Nach Auskunft des DFK-Kreisverbandes leben in Ratibor-Studen 90 Prozent alteingesessene Deutsche, im Kreis Ratibor gibt es einen deutschen Bevölkerungsanteil von mehr als einem Drittel (38 Prozent). In der katholischen Kirche von Studen wird jeden Freitag eine heilige Messe in deutscher Sprache gefeiert, einmal monatlich zusätzlich am Sonntag. In unmittelbarer Nähe der Grundschule Nr. 5 gibt es einen Kindergarten mit acht Wochenstunden spielerischen Deutschunterrichts.
Der Vorstand des Deutschen Freundeskreises in Studen bemüht sich um die Beibehaltung der Zweisprachigkeit der Grundschule und ist eng mit den Eltern der Schüler vernetzt. Die Eltern hatten bereits am 24. Januar einen Protestbrief verfaßt und ihn anderntags im Rahmen einer Elternversammlung persönlich an den Schuldirektor übergeben. >>
Wie die JF weiter erfuhr, haben sich betroffene Eltern um Aufklärung an die örtliche Schulbehörde gewandt. Gegenwärtig liefen alle Fächer ausschließlich auf polnisch. Die AGMO, die durch Spenden an die Schule den Kauf von Lehrbüchern ermöglichte, wurde ebenfalls in Kenntnis gesetzt. Diese wiederum wandte sich am 29. Januar an den deutschen Konsul Ludwig Neudorfer in Oppeln mit der Bitte, bei den zuständigen polnischen Stellen zu intervenieren.
„Kein Anschlag auf die deutsche Sprache oder die Minderheit“
Nach Darstellung des Direktors der Grundschule Nr. 5 verhält sich alles ganz anders. „Das ist kein Anschlag auf die Sprache oder auf die Minderheit“, sagte Goldman gegenüber der JUNGEN FREIHEIT. „Es hat sich nichts geändert, der zweisprachige Unterricht besteht weiterhin, von Willkür kann keine Rede sein.“ Die bisherige Handhabung des Unterrichts an der Schule habe aber mit den rechtlichen Vorschriften nicht übereingestimmt.

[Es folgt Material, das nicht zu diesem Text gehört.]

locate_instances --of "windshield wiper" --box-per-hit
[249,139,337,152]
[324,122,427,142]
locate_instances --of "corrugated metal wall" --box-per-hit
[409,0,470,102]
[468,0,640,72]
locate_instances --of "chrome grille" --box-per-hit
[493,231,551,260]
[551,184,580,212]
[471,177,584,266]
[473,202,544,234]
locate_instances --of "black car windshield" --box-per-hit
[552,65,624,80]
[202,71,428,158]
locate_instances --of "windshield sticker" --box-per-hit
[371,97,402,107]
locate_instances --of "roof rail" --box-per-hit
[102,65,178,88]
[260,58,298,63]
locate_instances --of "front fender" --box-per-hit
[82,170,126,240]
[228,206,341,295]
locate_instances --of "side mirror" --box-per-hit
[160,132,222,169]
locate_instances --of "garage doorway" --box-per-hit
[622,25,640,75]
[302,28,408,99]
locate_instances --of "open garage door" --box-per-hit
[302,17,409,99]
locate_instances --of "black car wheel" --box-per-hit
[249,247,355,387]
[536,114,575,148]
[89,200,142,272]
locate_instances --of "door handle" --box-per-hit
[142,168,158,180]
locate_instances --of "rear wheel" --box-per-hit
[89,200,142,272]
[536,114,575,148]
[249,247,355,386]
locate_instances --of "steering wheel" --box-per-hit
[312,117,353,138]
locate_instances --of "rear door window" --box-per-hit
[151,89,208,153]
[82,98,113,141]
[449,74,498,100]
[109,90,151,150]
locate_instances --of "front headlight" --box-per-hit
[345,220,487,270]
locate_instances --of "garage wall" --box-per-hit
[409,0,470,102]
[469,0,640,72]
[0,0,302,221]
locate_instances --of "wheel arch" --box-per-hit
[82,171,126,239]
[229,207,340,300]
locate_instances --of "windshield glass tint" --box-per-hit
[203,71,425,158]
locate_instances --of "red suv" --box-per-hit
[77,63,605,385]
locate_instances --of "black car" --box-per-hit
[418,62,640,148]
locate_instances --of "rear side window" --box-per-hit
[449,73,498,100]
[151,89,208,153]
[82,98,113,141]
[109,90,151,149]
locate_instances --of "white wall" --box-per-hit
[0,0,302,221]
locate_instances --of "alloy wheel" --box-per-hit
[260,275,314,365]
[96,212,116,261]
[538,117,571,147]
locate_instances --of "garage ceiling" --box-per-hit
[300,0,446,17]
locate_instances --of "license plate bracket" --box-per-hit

Im übrigen betreffe das auch andere Schulen in den Wojewodschaften Schlesien und Oppeln. Darum habe kurzfristig Handlungsbedarf bestanden. Nur „boshafte Stimmen“ versuchten, die Vorgänge bewußt falsch darzustellen.
„Ich bin von großem Wohlwollen erfüllt“, unterstrich Goldman, der im zweiten Jahr als Direktor der Grundschule amtiert. Gemeinsam arbeite man mit dem Stadtpräsidenten von Ratibor, Mirosław Lenk, daran, schnell eine „gute Lösung“ für die Schüler zu finden, die spätestens nach Ende der zweiwöchigen Winterferien am 1. März umgesetzt werden solle.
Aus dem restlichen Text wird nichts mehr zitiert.